You see why Jesus told this story? The Parable of the Good Samaritan is a story about the meaning of love. Love like God's love. Free, unconditional, and sacrificial.

Scripture says that “God is love” (1 John 4:8). And Jesus taught in the Sermon on the Mount that God’s love is universal - “for he makes his sun rise on the evil and on the good” (Matthew 5:45). Further, Jesus called His followers to imitate this wide love of God, “so that you may be sons of your Father who is in heaven” (Matthew 5:45). But this is difficult. We are much more prone to love only those we like, or those who reciprocate. To love like “tax collectors” and “Gentiles” rather than God (Matthew 5:46-47). 

That’s why the story of the Samaritan is so significant. He loved generously and unconditionally - and it was the existence of suffering that provided the avenue through which he could demonstrate this. The Samaritan knew nothing about the man he helped. Most likely he was Jewish - an ancient adversary. And he certainly had no reason to think the man could ever do anything in return for him. But he tended to him personally and provided for him generously with no other motive than the desire to do good for this man.

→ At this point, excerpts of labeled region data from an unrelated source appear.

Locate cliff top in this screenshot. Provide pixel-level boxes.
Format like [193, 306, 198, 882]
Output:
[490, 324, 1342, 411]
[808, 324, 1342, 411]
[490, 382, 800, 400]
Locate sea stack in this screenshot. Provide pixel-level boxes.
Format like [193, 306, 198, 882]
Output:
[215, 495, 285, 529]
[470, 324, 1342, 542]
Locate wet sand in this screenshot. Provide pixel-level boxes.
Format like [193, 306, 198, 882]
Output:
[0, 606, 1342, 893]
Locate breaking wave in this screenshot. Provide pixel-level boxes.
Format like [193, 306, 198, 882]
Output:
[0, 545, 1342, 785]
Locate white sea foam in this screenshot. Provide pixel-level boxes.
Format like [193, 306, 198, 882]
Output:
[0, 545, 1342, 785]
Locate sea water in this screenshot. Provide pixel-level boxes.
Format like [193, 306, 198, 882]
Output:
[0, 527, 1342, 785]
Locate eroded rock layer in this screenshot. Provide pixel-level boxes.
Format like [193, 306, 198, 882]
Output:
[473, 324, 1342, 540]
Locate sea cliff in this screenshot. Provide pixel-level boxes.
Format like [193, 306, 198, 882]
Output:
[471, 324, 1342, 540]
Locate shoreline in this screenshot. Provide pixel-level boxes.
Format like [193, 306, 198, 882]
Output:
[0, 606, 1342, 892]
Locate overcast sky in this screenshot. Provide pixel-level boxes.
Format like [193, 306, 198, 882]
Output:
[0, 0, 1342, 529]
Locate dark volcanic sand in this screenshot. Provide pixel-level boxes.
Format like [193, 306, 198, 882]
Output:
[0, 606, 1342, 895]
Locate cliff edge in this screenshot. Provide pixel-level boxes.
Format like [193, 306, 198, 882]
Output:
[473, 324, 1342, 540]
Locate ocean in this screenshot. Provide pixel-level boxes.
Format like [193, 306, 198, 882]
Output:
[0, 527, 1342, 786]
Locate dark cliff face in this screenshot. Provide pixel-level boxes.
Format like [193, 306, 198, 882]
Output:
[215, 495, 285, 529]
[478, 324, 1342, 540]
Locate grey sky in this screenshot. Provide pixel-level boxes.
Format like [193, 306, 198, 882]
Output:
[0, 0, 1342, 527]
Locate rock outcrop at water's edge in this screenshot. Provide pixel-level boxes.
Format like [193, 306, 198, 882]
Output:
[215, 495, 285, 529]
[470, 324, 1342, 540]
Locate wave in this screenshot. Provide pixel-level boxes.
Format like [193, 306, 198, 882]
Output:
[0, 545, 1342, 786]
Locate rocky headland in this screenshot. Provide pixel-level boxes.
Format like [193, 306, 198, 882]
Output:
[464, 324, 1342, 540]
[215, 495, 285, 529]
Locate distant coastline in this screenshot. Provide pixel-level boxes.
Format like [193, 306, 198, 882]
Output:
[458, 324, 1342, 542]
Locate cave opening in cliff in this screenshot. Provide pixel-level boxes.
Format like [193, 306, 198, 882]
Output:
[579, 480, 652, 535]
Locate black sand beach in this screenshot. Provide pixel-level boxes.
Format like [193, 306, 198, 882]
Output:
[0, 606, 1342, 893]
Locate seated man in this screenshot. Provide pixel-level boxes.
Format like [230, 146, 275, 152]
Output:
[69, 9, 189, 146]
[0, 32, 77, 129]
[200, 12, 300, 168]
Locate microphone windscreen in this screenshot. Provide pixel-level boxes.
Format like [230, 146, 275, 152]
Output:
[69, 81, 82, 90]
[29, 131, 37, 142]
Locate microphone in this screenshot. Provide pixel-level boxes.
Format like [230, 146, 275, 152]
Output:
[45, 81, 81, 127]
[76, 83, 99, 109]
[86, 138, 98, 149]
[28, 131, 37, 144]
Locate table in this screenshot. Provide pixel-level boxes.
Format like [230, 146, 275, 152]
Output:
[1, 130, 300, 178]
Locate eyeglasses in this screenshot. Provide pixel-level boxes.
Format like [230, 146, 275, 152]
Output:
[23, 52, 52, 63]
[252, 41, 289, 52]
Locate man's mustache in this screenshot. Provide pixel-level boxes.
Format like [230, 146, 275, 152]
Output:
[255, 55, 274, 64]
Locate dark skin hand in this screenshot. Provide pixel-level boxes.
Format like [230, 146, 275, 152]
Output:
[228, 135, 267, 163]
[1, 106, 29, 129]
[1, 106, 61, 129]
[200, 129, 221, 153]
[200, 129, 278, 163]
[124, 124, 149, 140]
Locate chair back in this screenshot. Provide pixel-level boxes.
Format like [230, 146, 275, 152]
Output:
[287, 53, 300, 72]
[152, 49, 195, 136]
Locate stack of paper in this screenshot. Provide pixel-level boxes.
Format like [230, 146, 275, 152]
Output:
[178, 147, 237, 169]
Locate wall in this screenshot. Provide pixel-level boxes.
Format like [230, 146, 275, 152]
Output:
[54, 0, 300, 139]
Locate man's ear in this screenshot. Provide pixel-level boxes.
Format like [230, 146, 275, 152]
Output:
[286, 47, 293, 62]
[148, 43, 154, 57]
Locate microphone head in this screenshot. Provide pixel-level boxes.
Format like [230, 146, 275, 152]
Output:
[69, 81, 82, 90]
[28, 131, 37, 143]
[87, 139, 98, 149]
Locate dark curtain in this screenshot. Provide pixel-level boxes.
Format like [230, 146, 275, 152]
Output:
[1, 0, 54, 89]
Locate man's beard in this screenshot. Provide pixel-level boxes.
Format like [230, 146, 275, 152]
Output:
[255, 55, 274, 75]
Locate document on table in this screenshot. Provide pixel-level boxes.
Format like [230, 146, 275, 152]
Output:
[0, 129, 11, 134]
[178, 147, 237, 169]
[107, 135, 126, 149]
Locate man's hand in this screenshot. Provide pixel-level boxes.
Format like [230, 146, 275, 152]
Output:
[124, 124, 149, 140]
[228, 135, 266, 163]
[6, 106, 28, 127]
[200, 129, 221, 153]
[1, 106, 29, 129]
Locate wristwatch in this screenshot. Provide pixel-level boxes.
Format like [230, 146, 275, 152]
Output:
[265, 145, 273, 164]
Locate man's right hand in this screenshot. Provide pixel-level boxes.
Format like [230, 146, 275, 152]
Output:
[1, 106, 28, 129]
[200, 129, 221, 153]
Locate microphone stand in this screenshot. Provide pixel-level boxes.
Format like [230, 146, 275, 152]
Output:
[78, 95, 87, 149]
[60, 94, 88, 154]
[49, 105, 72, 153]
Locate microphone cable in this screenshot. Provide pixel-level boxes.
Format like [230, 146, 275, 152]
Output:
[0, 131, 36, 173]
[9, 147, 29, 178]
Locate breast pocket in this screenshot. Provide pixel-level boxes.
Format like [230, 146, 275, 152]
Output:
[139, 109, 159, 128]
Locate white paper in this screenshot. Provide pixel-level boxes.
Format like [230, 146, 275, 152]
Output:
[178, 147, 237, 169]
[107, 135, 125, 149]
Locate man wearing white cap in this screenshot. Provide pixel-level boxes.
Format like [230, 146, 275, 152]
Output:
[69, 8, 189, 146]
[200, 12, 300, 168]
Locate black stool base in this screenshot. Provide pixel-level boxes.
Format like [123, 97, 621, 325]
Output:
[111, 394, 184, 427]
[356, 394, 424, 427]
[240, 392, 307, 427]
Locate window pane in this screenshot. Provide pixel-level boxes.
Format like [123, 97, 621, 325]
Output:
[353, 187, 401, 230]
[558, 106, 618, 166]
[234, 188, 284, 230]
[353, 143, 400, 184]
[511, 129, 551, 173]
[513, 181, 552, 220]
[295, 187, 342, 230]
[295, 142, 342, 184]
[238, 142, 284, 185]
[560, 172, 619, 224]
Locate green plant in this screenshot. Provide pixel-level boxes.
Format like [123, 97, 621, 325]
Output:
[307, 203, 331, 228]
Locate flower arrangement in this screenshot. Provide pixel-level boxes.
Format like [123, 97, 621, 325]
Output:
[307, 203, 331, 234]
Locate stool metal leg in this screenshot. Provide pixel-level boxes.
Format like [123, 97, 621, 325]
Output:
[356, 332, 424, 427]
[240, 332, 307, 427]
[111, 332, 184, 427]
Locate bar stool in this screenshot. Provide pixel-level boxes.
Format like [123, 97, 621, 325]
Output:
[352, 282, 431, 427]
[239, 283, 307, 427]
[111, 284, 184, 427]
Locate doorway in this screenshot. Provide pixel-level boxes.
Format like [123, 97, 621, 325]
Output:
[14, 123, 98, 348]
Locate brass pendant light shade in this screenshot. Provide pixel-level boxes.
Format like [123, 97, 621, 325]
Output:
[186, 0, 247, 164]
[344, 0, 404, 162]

And it was the presence of evil that afforded the Samaritan the opportunity to love someone in this selfless, God-imitating way, and - ironically - it was the same evil that granted the anonymous victim the gift of the extravagant and undeserved love from the Samaritan.

Because it is so easy for us to have ulterior motives when we love others, the existence of evil and suffering provide us the training ground through which we learn to love others with pure motives and sincerity of heart. In other words, to share in God’s character. It is one way the Father trains us to be like Him.

What I am suggesting is that one reason God permits evil and suffering in our world is that such a world allows us to learn and experience His love. I am not proposing that - as the Beatles might say - “love is all you need” to understand the problem of suffering. But I have seen many Christians emulate the Samaritan-esque love Jesus described in this story through selflessly caring for others in great suffering, and by doing so, bearing unmistakable family resemblance to their Father. And I have seen Christians receive such love - like the precious sisters we just lost in our church - and experience on a human scale a glimpse of God’s infinitely beautiful love and care. This was only possible because of the reality of suffering.

As Paul reflected on the sufferings Christians faced in the first century, he wrote this:

Not only that, but we rejoice in our sufferings, knowing that suffering produces endurance, and endurance produces character, and character produces hope, and hope does not put us to shame, because God's love has been poured into our hearts through the Holy Spirit who has been given to us. (Romans 5:3-5)


We have hope in the midst of our suffering because “God’s love has been poured into our hearts.” When the Samaritan anointed the wounded man with oil and wine, he was pouring the love of God into the man’s heart, and learning to be like his Father in the process. And this gives us hope that in the midst of the ugliness of evil, it is possible to experience even more beautiful love.